Marco Civil da Internet: Ordem no ambiente virtual
Lúcio é advogado e mestrando em gestão social, educação e desenvolvimento local no Centro Universitário UNA |
É um ótimo resumo das questões do Marco Civil da Internet e entrevista o meu orientando Lúcio Marcos do Bom Conselho.
Por Bárbara Caldeira - Vox Objetiva
A internet é terra de ninguém’. Se essa
afirmativa fazia sentido, desde o dia 23 de junho ela precisa ser
revista. É que entrou em vigor o Marco Civil da Internet. O documento é
como se fosse uma Constituição para o uso da rede no Brasil. A Lei nº
12.965/14 foi discutida por quase três anos no Congresso Nacional e
sancionada em abril deste ano por Dilma Rousseff. A presidente manteve
os termos redigidos pelo Senado. Aguardado com ansiedade por usuários
brasileiros da web, o Marco Civil da Internet institui princípios,
garantias, direitos e deveres para internautas e empresas. Até mesmo
figuras famosas, como o cantor e ex-ministro da Cultura, Gilberto Gil, o
humorista Gregório Duvivier e o ator Wagner Moura, apoiaram e
defenderam publicamente a aprovação da lei.

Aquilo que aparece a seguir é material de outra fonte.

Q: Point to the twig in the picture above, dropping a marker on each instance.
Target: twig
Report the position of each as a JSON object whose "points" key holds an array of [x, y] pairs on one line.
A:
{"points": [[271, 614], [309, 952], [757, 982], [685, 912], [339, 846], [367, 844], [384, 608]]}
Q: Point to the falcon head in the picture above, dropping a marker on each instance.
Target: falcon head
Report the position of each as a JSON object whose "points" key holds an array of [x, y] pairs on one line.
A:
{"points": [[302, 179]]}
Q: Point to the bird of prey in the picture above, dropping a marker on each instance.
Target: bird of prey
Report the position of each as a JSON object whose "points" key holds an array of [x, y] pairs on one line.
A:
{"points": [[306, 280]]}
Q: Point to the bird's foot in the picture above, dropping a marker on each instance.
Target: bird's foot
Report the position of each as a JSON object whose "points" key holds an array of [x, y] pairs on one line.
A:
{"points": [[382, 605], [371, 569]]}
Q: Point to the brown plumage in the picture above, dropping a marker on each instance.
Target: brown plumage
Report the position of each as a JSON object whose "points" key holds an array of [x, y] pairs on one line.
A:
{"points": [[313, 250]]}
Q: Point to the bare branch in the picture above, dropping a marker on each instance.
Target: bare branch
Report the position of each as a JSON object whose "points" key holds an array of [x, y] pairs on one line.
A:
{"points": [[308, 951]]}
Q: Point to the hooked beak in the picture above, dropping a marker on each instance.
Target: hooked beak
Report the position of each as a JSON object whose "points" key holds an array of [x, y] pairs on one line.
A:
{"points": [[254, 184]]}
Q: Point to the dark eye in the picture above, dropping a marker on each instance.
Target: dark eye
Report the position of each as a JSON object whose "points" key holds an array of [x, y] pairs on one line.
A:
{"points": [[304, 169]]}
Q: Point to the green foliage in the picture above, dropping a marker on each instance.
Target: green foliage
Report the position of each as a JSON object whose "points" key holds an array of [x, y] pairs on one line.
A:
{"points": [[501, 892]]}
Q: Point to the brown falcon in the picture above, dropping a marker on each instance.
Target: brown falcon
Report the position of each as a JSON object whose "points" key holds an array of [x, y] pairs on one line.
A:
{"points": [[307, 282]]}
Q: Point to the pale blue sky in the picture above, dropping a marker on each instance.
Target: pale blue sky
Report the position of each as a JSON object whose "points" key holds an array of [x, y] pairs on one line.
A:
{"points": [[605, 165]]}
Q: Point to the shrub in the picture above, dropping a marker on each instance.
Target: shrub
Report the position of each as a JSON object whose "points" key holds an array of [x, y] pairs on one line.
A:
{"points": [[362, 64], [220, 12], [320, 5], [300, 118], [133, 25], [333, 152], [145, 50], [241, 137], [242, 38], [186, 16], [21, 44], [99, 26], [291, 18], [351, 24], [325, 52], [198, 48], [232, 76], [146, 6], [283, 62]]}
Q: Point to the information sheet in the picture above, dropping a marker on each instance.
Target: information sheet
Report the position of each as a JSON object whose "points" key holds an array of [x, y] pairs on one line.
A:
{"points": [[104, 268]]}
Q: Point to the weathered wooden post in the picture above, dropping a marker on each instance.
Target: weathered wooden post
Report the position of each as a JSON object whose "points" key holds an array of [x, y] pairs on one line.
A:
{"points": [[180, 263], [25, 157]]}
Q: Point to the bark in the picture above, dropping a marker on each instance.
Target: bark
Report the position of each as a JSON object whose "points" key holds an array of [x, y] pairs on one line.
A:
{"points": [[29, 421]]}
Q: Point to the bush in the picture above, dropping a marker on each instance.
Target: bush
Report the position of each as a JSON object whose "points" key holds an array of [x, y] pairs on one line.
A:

Para o professor de Direito Digital da
Faculdade Cotemig, Lúcio Marcos do Bom Conselho, o estabelecimento das
normas é um grande avanço. “A regulamentação do ambiente virtual se
fazia necessária havia muito tempo. Por ausência de regras específicas, a
lógica do mundo real era trazida para o digital”, argumenta. A opinião é
partilhada com cautela pelo vice-presidente executivo da Sociedade de
Usuários de Informática e Telecomunicações de Minas Gerais (Sucesu
Minas) e conselheiro do programa Minas Gerais de Tecnologia da
Informação (MGTI), Leonardo Bortoletto. “Estamos diante de uma novidade
para a cultura da internet. Isso nos ajuda a consolidar o limite entre
nossos direitos e deveres ao compartilhar alguma informação. Precisamos
de um tempo para ver se tudo vai funcionar na prática. Ainda existem
pontos divergentes que podem ser ajustados e melhorados”.
A neutralidade de rede é
um dos pilares do Marco Civil da Internet. O princípio obriga os
provedores de conexão a tratar igualmente toda informação que trafega no
meio virtual. O marco proíbe diferenciações por tipo, origem ou destino
dos pacotes de dados. Antes da instauração da lei, a neutralidade de
rede era prevista em documento da Agência Nacional de Telecomunicações
(Anatel). Mas as reclamações dos usuários em relação à queda da
velocidade de conexão após o uso de serviços pesados – traffic shaping –
eram constantes. Com a regulamentação, donos da infraestrutura da rede
ficam impedidos de privilegiar alguns serviços, seus ou de terceiros,
com os quais poderiam lucrar. A neutralidade vem tornar a concorrência
desse mercado mais leal. O princípio assegura uma dinâmica em que novos
produtos possam competir com gigantes digitais estabelecidos no mercado.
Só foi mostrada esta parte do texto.